Monday, November 12, 2007

Pillar or Pillars?

It seems that some of the major figures of the new conservatives (meaning sarkozy , harper, merkle) are portrayed as being largely centralized and personally controlling. I don't buy that there is something inherent to liberalism or conservativism about this, so is there a structural reason? I'm not dispute the fact, just wondering why it is. Now given we’re dealing with just a few examples, it might be a coincidence that these leaders have this personal style. But maybe its not, and if not, why? I came up with three reasons, though I'm sure there are lots more.
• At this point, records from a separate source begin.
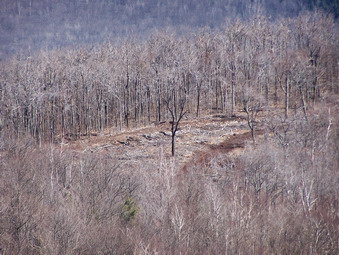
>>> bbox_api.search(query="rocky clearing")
[63,114,254,168]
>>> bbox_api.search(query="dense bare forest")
[0,1,339,255]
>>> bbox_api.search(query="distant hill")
[0,0,339,59]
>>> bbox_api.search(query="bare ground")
[63,112,255,168]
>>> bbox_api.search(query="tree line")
[0,13,339,143]
[0,13,339,143]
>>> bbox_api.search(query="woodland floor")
[63,110,268,168]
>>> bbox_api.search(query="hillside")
[0,5,339,255]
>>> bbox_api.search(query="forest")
[0,0,339,255]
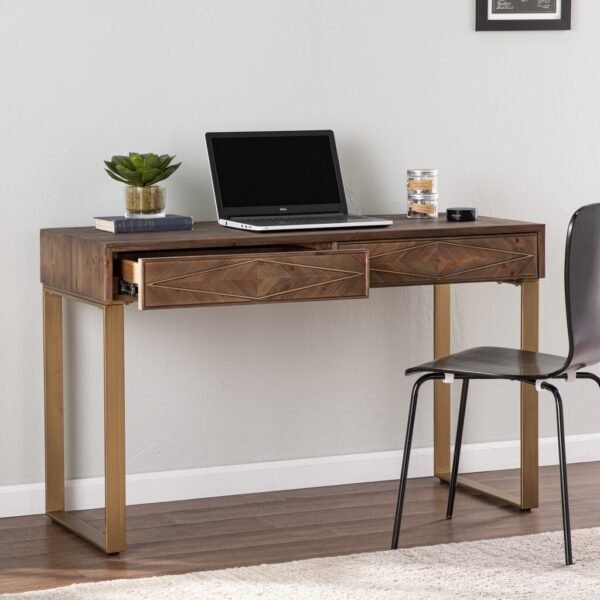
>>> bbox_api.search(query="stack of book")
[94,215,194,233]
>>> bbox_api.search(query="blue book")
[94,215,194,233]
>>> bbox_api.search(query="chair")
[392,204,600,565]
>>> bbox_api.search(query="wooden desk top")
[40,215,545,303]
[41,215,545,252]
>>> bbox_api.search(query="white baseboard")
[0,434,600,518]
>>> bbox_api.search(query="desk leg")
[44,290,65,512]
[104,304,126,553]
[521,281,539,509]
[44,289,126,554]
[433,281,539,510]
[433,284,451,474]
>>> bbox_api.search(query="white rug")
[5,528,600,600]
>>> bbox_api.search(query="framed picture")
[476,0,571,31]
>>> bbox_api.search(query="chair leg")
[576,371,600,387]
[392,373,441,550]
[446,379,469,519]
[542,383,573,565]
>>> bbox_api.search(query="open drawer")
[119,249,369,310]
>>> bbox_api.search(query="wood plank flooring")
[0,463,600,593]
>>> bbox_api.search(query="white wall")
[0,0,600,496]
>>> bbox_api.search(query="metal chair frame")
[392,204,600,565]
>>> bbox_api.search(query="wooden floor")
[0,463,600,593]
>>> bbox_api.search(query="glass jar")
[406,169,437,195]
[125,185,167,219]
[406,193,438,219]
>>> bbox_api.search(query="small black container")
[446,206,477,223]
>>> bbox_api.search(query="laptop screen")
[207,131,346,218]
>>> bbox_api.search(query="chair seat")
[406,346,567,379]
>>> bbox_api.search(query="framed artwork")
[475,0,571,31]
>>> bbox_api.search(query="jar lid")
[406,169,437,177]
[408,192,438,202]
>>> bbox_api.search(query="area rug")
[0,528,600,600]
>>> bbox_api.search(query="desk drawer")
[339,234,538,286]
[121,249,369,310]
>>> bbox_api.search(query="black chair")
[392,204,600,565]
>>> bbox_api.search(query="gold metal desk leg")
[433,281,539,510]
[44,289,126,554]
[433,284,451,474]
[44,290,65,512]
[521,281,539,509]
[104,304,126,553]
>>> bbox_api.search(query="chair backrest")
[564,204,600,371]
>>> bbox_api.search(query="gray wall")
[0,0,600,485]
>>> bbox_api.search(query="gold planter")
[125,185,167,219]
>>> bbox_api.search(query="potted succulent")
[104,152,181,218]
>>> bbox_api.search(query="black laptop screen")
[212,132,345,213]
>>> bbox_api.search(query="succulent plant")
[104,152,181,187]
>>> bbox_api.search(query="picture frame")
[475,0,571,31]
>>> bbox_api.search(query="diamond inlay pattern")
[151,259,361,300]
[140,250,368,308]
[371,242,531,279]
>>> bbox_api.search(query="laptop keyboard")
[235,214,363,226]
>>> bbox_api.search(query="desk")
[40,215,545,553]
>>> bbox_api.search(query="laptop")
[206,130,392,231]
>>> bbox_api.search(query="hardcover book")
[94,215,194,233]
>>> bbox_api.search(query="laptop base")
[219,214,392,232]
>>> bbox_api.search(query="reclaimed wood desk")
[40,215,544,553]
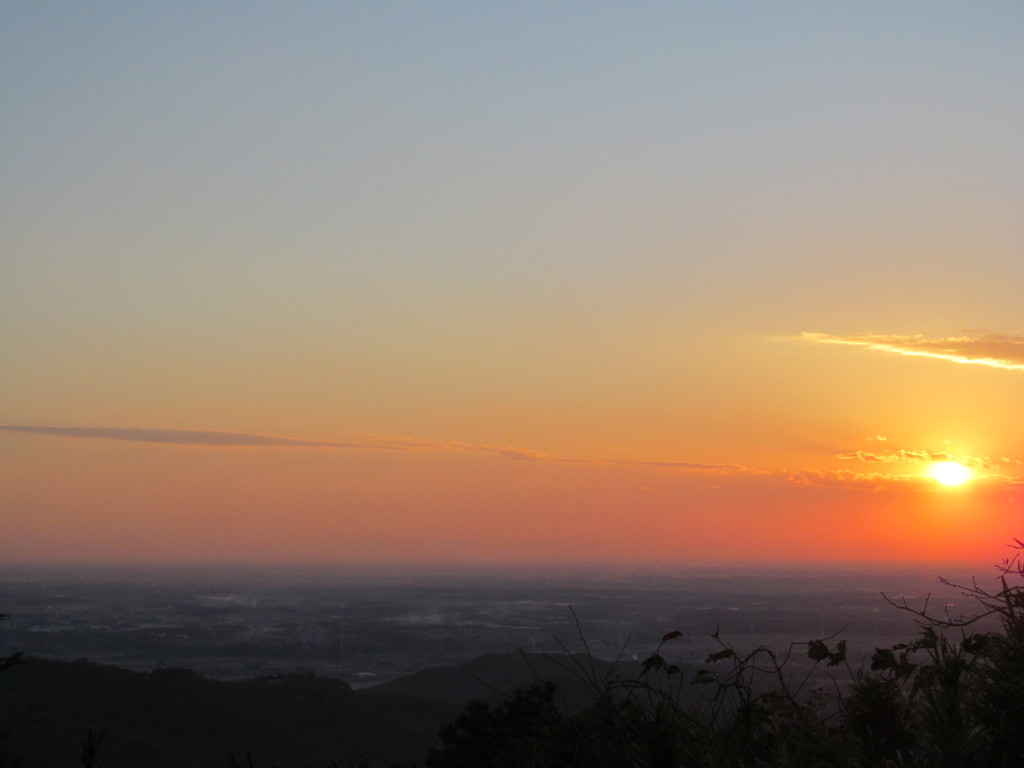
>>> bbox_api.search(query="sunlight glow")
[928,462,974,487]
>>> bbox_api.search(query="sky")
[0,0,1024,564]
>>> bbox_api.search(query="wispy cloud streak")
[800,331,1024,371]
[0,424,367,449]
[0,424,766,474]
[836,449,995,469]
One reason is the media. All are commonly portrayed as having a “hidden agenda”, and so reporters scour the public record, looking for candidates, staff, etc who might say something off message, since it will be taking as what Harper “really is planning”. The incentive is to vet every statement centrally, to make sure it doesn’t say anything they don’t mean to say.
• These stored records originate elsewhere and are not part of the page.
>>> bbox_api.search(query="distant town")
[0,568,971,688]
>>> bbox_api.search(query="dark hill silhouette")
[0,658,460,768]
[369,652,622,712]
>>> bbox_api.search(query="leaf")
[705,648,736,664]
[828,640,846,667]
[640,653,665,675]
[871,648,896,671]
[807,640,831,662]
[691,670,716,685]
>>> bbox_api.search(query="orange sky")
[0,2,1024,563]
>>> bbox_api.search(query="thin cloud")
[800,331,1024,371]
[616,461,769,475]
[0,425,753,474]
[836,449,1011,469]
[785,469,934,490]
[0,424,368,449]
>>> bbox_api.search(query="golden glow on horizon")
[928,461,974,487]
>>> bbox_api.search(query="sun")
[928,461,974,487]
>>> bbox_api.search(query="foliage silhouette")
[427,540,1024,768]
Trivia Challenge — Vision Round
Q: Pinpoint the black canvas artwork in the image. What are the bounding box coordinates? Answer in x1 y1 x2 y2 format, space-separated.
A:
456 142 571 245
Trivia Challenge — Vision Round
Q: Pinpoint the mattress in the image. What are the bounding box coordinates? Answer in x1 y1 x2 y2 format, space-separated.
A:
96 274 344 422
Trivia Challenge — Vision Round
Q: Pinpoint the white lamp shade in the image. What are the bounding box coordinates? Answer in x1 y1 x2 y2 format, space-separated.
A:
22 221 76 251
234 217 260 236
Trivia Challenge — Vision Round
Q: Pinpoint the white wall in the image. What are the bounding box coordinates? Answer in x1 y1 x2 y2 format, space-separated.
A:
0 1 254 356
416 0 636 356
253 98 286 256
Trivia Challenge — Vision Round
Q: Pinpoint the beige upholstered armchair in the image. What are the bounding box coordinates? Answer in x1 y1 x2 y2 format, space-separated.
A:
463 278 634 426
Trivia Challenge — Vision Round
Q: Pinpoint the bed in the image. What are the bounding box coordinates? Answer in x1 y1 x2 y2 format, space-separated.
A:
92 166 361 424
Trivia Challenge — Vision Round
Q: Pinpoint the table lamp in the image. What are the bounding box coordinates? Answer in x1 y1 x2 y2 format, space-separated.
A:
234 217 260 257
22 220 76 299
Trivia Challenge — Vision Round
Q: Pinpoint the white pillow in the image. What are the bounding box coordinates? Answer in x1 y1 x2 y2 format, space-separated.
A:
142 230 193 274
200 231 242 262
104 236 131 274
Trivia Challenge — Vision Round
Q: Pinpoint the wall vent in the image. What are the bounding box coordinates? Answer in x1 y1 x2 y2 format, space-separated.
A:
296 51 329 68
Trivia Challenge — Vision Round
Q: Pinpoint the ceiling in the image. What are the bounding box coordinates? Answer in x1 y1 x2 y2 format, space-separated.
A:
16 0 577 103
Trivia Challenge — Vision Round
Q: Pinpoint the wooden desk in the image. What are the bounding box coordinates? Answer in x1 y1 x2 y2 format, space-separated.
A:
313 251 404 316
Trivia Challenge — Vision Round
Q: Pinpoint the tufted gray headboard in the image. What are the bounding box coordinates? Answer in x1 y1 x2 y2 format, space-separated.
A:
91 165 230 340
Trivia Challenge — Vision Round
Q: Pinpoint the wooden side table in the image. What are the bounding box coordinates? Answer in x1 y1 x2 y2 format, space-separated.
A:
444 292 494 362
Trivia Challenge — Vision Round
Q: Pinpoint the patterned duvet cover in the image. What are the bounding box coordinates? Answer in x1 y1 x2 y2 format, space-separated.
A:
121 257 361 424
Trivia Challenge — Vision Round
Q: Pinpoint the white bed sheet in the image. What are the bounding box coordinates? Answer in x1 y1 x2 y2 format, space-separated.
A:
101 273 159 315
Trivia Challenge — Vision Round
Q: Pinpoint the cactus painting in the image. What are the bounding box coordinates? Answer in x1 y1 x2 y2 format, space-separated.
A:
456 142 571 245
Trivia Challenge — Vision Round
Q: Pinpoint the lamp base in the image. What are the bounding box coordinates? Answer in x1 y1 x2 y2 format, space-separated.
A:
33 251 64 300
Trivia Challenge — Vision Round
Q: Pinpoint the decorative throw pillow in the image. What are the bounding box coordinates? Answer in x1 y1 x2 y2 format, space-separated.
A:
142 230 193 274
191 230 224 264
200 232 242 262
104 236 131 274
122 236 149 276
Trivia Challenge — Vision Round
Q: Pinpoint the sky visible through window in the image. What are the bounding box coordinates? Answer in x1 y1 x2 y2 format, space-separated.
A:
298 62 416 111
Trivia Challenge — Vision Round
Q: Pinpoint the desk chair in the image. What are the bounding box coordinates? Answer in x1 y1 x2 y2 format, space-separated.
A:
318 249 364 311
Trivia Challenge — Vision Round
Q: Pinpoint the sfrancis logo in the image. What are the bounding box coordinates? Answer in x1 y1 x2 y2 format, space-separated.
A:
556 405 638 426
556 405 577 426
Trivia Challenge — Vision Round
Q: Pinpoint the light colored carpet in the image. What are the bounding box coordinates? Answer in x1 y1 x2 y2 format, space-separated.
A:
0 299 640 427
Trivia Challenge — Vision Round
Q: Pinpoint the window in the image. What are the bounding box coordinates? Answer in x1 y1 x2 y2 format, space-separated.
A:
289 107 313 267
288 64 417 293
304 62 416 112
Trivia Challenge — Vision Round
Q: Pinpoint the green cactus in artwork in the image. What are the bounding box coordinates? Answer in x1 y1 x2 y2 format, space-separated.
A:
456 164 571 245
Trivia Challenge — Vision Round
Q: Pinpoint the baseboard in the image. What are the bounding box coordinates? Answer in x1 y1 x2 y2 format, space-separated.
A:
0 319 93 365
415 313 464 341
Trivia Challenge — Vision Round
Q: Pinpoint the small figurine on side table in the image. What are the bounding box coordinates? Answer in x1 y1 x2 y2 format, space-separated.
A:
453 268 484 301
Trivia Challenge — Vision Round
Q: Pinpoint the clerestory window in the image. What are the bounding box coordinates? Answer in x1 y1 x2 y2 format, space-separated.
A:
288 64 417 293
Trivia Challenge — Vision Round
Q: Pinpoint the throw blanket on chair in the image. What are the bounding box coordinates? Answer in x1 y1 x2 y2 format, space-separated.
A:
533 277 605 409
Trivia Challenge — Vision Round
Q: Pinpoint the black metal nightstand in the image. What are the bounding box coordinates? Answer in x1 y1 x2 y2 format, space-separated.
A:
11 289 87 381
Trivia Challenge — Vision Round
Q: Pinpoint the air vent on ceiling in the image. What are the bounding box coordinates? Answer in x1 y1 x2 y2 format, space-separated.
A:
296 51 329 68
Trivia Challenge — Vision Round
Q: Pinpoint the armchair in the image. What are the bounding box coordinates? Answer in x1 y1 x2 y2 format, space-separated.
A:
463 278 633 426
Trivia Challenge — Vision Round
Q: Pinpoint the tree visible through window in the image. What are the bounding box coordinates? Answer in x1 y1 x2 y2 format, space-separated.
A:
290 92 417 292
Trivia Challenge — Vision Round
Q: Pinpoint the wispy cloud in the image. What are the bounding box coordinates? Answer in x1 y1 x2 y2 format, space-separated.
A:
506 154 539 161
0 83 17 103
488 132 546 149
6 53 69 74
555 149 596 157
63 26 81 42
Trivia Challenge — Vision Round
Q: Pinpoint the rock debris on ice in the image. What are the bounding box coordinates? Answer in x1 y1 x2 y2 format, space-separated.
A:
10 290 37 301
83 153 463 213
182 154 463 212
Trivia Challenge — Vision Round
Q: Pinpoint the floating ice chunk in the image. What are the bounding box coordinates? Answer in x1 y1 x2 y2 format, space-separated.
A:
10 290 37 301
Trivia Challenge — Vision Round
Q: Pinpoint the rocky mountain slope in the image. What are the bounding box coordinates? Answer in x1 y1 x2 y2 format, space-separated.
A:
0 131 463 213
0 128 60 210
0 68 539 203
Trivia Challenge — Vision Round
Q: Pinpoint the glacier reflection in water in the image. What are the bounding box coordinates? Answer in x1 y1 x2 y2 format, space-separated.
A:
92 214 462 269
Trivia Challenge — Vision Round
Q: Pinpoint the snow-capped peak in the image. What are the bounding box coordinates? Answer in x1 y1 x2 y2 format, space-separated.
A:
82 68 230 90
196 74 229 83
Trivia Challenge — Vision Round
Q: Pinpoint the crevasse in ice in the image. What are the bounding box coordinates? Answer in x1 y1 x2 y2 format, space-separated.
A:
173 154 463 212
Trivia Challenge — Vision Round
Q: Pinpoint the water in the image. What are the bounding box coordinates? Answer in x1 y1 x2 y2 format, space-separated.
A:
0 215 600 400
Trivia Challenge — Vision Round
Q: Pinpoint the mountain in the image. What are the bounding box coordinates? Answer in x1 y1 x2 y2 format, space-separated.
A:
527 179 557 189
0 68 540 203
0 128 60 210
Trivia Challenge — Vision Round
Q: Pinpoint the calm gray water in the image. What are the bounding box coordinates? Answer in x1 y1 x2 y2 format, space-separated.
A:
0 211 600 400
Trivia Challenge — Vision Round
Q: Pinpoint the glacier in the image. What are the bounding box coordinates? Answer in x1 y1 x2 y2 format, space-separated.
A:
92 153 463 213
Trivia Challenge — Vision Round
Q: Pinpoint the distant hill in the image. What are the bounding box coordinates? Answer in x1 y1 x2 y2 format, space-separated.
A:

At least in Canada, the Reform movement (populist, grassroots, very decentralized) was the total opposite of the current trend in Conservatives. That movement watched the Liberals win majority after majority, no wonder they’ve changed their minds.

Or maybe there is something to Naomi Kline’s new book “shock capitalism”. People always want the easy way out (government should fix it), and since conservatives generally denies them. Karl Rove was wrong, people are generally tend not to be conservative, so selling the conservative “self-help” message is innately harder to sell, requiring greater communications skill, meaning you have to rely on the best people (person).